You can use the Pomodoro technique.
When your deadline is not near, however, you might find yourself browsing over the internet, or chatting in the hallway with your colleagues.
When you have 4 years to finish a dissertation, you might not even feel to need to impose deadlines on yourself.
But, dear PhD students, this is reality calling.
Reality tells you that you need to push your project forward continuously to secure your success in the end.
Reality tells you that only a handful of PhD students finish within their 4 years of time (in the Netherlands).
To succeed, you need frequent bursts of productivity.
You need to regularly squeeze in a few hours of concentrated, uninterrupted time.
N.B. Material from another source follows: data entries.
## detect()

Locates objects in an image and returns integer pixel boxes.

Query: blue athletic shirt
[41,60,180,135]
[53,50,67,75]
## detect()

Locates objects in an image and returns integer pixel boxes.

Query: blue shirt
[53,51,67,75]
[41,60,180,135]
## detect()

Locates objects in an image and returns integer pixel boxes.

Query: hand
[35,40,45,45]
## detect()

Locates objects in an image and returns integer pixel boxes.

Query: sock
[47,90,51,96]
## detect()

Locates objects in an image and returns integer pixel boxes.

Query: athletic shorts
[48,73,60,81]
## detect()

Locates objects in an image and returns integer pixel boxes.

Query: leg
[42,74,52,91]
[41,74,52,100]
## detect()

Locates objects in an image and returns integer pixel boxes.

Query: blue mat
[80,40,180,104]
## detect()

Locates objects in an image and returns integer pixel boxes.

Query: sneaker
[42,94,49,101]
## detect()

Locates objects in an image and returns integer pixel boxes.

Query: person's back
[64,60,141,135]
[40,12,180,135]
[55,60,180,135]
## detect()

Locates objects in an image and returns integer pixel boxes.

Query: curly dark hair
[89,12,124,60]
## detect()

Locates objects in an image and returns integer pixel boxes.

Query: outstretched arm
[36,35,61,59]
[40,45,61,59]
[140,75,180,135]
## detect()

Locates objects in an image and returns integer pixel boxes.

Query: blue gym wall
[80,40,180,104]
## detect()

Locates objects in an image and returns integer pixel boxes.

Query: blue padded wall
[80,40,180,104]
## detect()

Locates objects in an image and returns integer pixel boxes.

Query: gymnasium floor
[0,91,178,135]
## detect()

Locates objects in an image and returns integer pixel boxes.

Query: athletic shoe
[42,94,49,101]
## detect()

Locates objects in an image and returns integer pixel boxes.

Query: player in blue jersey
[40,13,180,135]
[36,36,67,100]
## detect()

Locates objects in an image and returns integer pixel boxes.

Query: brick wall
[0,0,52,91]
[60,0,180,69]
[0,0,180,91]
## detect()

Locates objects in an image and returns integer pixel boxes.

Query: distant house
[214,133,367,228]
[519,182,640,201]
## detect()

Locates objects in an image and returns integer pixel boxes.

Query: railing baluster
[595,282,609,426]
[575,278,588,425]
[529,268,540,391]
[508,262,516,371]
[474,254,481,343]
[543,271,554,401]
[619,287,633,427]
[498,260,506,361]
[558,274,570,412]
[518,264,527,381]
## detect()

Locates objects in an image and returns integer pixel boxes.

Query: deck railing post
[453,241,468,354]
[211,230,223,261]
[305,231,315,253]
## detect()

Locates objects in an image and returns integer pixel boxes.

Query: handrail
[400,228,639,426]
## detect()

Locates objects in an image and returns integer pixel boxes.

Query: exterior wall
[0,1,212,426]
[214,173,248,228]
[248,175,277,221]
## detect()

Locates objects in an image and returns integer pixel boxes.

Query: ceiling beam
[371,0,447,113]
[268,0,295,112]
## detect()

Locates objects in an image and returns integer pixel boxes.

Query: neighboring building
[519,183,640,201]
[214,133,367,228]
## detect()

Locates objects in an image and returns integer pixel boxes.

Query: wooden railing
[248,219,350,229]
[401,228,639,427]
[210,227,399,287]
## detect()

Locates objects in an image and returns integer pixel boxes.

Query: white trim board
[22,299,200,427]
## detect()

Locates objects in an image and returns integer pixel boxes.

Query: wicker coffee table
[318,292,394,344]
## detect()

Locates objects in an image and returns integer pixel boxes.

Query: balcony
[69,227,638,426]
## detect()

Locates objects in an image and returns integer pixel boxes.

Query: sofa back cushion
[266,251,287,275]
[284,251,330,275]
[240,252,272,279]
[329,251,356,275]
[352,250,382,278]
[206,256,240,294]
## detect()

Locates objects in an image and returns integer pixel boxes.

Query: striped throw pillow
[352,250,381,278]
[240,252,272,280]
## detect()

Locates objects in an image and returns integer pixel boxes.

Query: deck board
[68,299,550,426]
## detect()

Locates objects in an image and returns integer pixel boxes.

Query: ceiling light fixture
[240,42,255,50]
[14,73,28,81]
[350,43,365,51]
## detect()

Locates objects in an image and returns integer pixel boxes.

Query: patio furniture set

I do the following when I want to push myself to finish a task (writing a subsection of a chapter, or a paragraph of a paper, or execute a set of calculations):
Unplug your laptop from its power cord and use the battery.
Finish your task before the battery runs empty.
Here’s why this trick works:
Suddenly, you have a clear time-frame defined to finish your task.
You might reach the same effect with the Pomodoro technique, but in my opinion, Pomodoros are better to divide a large task into manageable chunks, while the Laptop Unplug works best when you have a clearly defined goal that takes about 2 hours to finish.
2. Ideal writing time slot
Writing two hours a day is the ideal writing diet in academia. Devoting 2 hours, preferably in the morning, to writing will lead to a larger output than writing a few days uninterruptedly whenever a deadline is near.
3. Walk away
The Laptop Unplug works best for me when I take my laptop away from my computer table in my room, and place it on my desk. My desk is my devoted study and work area at home, while my bed and computer table are for browsing the internet.
When I sit at my desk, my mind knows that I’m at my designated work spot.
Now it’s your turn! Give this technique a try, and please come back to tell me how you liked it, or why it didn’t work for you.